GenBank, the public repository for nucleotide and protein sequences, is a critical resource for molecular biology, evolutionary biology, and ecology. While some attention has been drawn to sequence errors (1), common annotation errors also reduce the value of this database. In fact, for organisms such as fungi, which are notoriously difficult to identify, up to 20% of DNA sequence records may have erroneous lineage designations in GenBank (2). Gene function annotation in protein sequence databases is similarly error-prone (3, 4). Because identity and function of new sequences are often determined by bioinformatic analyses, both types of errors are propagated into new accessions, leading to long-term degradation of the quality of the database.

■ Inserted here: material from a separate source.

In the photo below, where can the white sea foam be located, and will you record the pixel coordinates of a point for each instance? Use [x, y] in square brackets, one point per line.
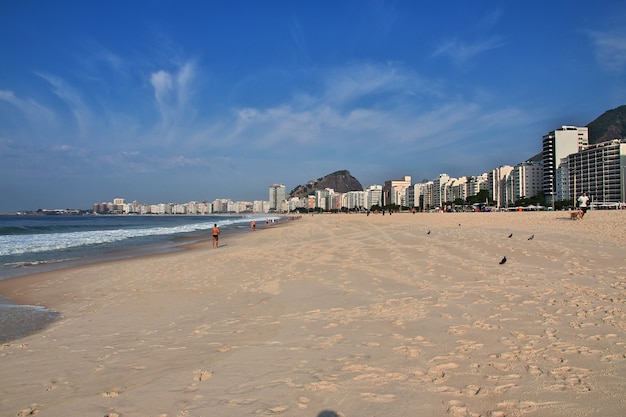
[36, 243]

Currently, primary sequence data are annotated by the authors of those data, and can only be reannotated by the same authors. This is inefficient and unsustainable over the long term as authors eventually leave the field. Although it is possible to link third-party databases to GenBank records, this is a short-term solution that has little guarantee of permanence. Similarly, the current third-party annotation option in GenBank (TPA) complicates rather than solves the problem by creating an identical record with a new annotation, while leaving the original record unflagged and unlinked to the new record.
Since the origin of public zoological and botanical specimen collections, an open system of cumulative annotation has evolved, whereby the original name is retained, but additional opinion is directly appended and used for filing and retrieval. This was needed as new specimens and analyses allowed for reevaluation of older specimens and the original depositors became unavailable. The time has come for the public sequence database to incorporate a community-curated, cumulative annotation process that allows third parties to improve the annotations of sequences when warranted by published peer-reviewed analyses (5).